Spoiler Alert! Readers, go to the original - read it - and come back to the review.
A few suggestions:
Lee replied to Sharon. Lee rose from his bed and headed over to Anthony's bedroom. He peeked his head through Anthony's door to wake him.
"replied" means spoke in answer to something someone else said, so "to Sharon" isn't necessary. I'm not sure, though, that the first paragraph is the best way to introduce the characters. Kids won't need the blow-by-blow action sequence of saying good morning and getting out of bed. It won't capture or hold their interest. Now, maybe if Lee stretched, yawned, and sneezed... you know what I mean? Wondered why Anthony hadn't bounded out of bed already, demanding to watch cartoons? More kid-appeal action, more Anthony-centric.
Anthony referring to his hands as "my friends" seems a little stilted. Wouldn't he call them by name? Be on more intimate terms with them? Okay, maybe "buddy" or "guys" - but "my friends" sounds almost too formal.

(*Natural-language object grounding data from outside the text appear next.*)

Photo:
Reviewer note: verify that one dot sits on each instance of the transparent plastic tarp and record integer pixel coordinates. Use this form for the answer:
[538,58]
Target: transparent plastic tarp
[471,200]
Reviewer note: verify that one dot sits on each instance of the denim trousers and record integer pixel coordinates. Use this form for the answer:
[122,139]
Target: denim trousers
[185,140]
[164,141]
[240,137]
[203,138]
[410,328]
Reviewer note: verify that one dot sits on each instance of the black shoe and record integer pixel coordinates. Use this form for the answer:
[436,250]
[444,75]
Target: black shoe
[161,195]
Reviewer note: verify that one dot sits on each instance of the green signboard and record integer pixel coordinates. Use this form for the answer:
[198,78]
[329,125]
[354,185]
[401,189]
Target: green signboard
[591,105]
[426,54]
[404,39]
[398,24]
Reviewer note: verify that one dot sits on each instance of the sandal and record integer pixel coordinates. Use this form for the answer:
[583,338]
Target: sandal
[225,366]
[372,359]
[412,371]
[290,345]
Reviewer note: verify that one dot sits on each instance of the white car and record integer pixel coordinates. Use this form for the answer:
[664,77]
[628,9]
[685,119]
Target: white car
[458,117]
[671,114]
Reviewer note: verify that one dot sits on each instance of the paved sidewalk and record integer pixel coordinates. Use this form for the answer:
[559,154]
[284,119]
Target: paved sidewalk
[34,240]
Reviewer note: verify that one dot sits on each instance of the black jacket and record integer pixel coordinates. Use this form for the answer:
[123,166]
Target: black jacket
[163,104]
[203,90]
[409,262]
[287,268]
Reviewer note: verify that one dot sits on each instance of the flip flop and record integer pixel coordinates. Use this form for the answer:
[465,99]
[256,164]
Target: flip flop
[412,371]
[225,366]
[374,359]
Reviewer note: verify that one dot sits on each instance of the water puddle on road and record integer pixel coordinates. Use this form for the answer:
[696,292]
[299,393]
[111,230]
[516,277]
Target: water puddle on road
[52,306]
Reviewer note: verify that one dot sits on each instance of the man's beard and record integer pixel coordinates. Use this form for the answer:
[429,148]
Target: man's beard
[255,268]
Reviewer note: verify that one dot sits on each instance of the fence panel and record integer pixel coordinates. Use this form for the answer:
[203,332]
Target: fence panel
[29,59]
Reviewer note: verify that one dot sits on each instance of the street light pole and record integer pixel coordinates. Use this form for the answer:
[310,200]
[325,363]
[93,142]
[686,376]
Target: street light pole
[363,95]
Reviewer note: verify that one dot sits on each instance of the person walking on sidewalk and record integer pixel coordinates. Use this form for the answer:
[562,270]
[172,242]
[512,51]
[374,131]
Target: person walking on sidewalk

His right hand always seemed to have an attitude.
LOL!! Good Anthony, bad Anthony... this is cute. I'd play it up a bit more. (The "morning breath" thing works, too.)
His quick action caused her to reverse, and head back to her own bedroom, and dress.
Imagine you're...5, 6, 7 years old, reading this. This interest you? Lose a kid's attention for one nanosecond, and he's not coming back. I'd trim out most of the "stage direction." You have to get mom out of the room, but either make it shorter or more interesting.
"Antman," a name given to Anthony by his father,"
First, if you're going to explain the origin of the nickname, consider doing it the first time you use it! Second, you need a space between the comma and the quotation mark after "father."
With excitement in his voice, Anthony yelled. "Yay".
Wow. I'm not convinced that Anthony's excited. Is this a sarcastic "Yay"? Period goes inside the quotation marks, but I'd suggest an exclamation point, instead.
Righty faced Lee, and then slowly turned towards Anthony, as if the little hand had real eyes to roll.
Now this I could visualize, and it's funny.
The breakfast dialogue between Anthony, the hands, and Lee is cute - and also simple, direct, and easy for young readers.
Now, the rest is a nice little domestic scene - with a sweet ending that shows how close Lee and his son are. But where are the hands? What was their reaction to getting cut on the glass? Isn't that - wasn't it - the focus of the story?? Talking to the hands? You don't even explain why they're not part of the story anymore (maybe Anthony doesn't need to talk to them, when he's got his dad right there, taking him out for ice cream - but it seems abrupt, somehow, to just ignore these "characters" you've created, when they are pretty much the title characters!)
Try to imagine yourself as one of your readers, as you read back through this with a kid's eyes. Or test it on a kid (preferably not just one who adores you and will tell you "it's all good" whether it is or not).